La même annonce prévoit un cortège funèbre à Téhéran le 6 juillet 2026. Une autre cérémonie est prévue dans la ville sainte de Qom le 7 juillet 2026. Enfin, l'ancien guide suprême doit être inhumé le 9 juillet 2026 au mausolée du huitième imam chiite à Machhad.
Durant cette période, les autorités iraniennes ont donné très peu d'informations sur la date de l'inhumation de Khamenei, poussant certains opposants au régime sur les réseaux sociaux à ironiser sur l'absence de funérailles malgré un laps de temps aussi long.
Les autorités n'ont pas fourni d'explication claire à ce retard, mais des préoccupations sécuritaires et la crainte d'une attaque figurent parmi les principales pistes évoquées.
L'organisation d'une cérémonie d'une telle ampleur, telle que l'envisagent les autorités de la République islamique, nécessite d'importantes mesures de sécurité et une logistique lourde.
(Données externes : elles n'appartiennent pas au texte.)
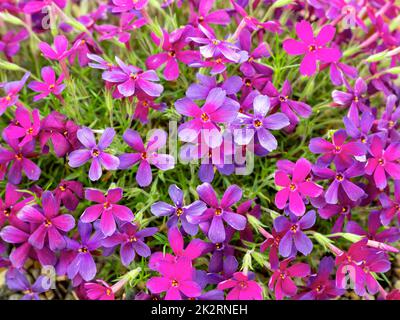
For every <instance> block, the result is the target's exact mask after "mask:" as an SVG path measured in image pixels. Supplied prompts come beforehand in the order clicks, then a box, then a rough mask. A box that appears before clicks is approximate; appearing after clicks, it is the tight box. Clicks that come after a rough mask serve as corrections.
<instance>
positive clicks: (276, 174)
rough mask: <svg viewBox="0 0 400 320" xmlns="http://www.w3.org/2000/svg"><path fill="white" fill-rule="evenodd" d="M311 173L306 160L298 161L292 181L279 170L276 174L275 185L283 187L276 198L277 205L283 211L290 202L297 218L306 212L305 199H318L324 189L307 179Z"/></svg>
mask: <svg viewBox="0 0 400 320" xmlns="http://www.w3.org/2000/svg"><path fill="white" fill-rule="evenodd" d="M310 172H311V163H310V162H309V161H307V160H306V159H304V158H301V159H299V160H297V161H296V164H295V166H294V169H293V174H292V179H290V178H289V176H288V175H287V174H286V173H285V172H283V171H280V170H278V171H277V172H276V173H275V183H276V184H277V185H278V186H280V187H283V189H281V190H279V191H278V192H277V194H276V196H275V204H276V206H277V207H278V208H279V209H283V208H284V207H285V206H286V203H287V202H289V210H290V211H291V212H292V213H294V214H295V215H297V216H301V215H303V214H304V212H306V207H305V205H304V201H303V197H311V198H315V197H318V196H319V195H320V194H321V193H322V191H323V189H322V187H321V186H319V185H317V184H315V183H314V182H312V181H309V179H307V177H308V175H309V174H310Z"/></svg>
Lors des funérailles de Qassem Soleimani, ancien commandant du Corps des gardiens de la révolution islamique (CGRI), en 2020, au moins 56 personnes avaient perdu la vie dans une bousculade.
Des responsables iraniens ont indiqué, à propos des funérailles et de l'inhumation d'Ali Khamenei, que "plusieurs millions de personnes" pourraient y assister.
Un adjoint au maire de Téhéran avait auparavant affirmé que des groupes venus d'Irak, d'Afghanistan, du Pakistan, d'Inde, du Cachemire et d'autres pays de la région s'étaient déclarés prêts à participer aux cérémonies, et que certains responsables irakiens avaient même demandé que la dépouille d'Ali Khamenei soit transportée à Najaf et à Karbala avant d'être enterrée en Iran.
Si le report des funérailles et de l'inhumation d'Ali Khamenei durant les premiers jours de la guerre pouvait paraître compréhensible, la question de son absence d'inhumation est devenue de plus en plus pressante à mesure que les tensions régionales s'apaisaient. Cela d'autant plus que l'enterrement d'Ali Larijani, secrétaire du Conseil suprême de sécurité nationale, tué pendant la guerre, ont déjà eu lieu.
Ali Khamenei a été à la tête de l'État iranien pendant près de 37 ans, de 1989 jusqu'en février 2026, et avait le dernier mot sur les grandes orientations politiques du pays.
Depuis sa désignation comme successeur d'Ali Khamenei, Mojtaba Khamenei n'est pas apparu en public et aucune image ou vidéo de lui n'a été diffusée. Sa présence aux funérailles de son père reste incertaine.